Eski Ahit'ten Eyüp'ün hikayesini alın. İsrailliler, gelecek nesillere, iyi ve Tanrı'ya bağlı bir kişinin neden acı çekip mutsuz olabileceğini açıklamak için bu benzetmeyi aktardılar. Karmaşık ideolojileri hikayeler aracılığıyla aktarıyoruz çünkü bunlar resmi metinlerden daha kolay işlenip saklanabiliyor.

Araştırmalar, anlatı biçiminde sunulduğunda bilgiye daha olumlu yanıt verdiğimizi göstermiştir. “Gerçek” olarak aktarılan bilgiler eleştirel analize tabi tutulur. Hikayeler, karmaşık bilgileri aktarmanın etkili bir yoludur. Bir düşünün: kelimeler tek bir terimi veya kavramı anlamanıza yardımcı olabilir, ancak bir hikaye bütün bir olaylar dizisini aktarabilir, diğer insanların niyetlerini, etik kurallarını, inançlarını ve sosyal gelenekleri anlayabilir.

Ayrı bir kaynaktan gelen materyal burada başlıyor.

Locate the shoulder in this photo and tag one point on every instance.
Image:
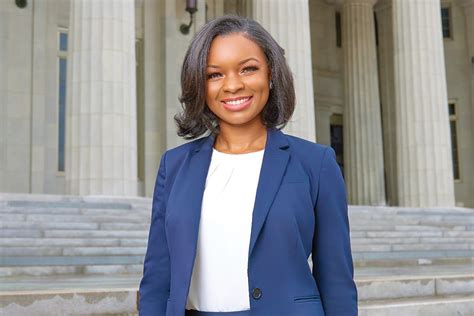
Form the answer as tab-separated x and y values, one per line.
178	154
307	150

Spoiler - her zaman kötü değil. Karmaşık bir hikayeyi basitleştirir, anlaşılmasını kolaylaştırır. Onun sayesinde tarihe daha fazla dahil oluyoruz ve onu daha derinden anlıyoruz. Ve belki de bu "yozlaşmış" hikaye yeterince iyiyse, binlerce yıl yaşayabilir.


Yazar — Adori Duryappa, psikolog, yazar.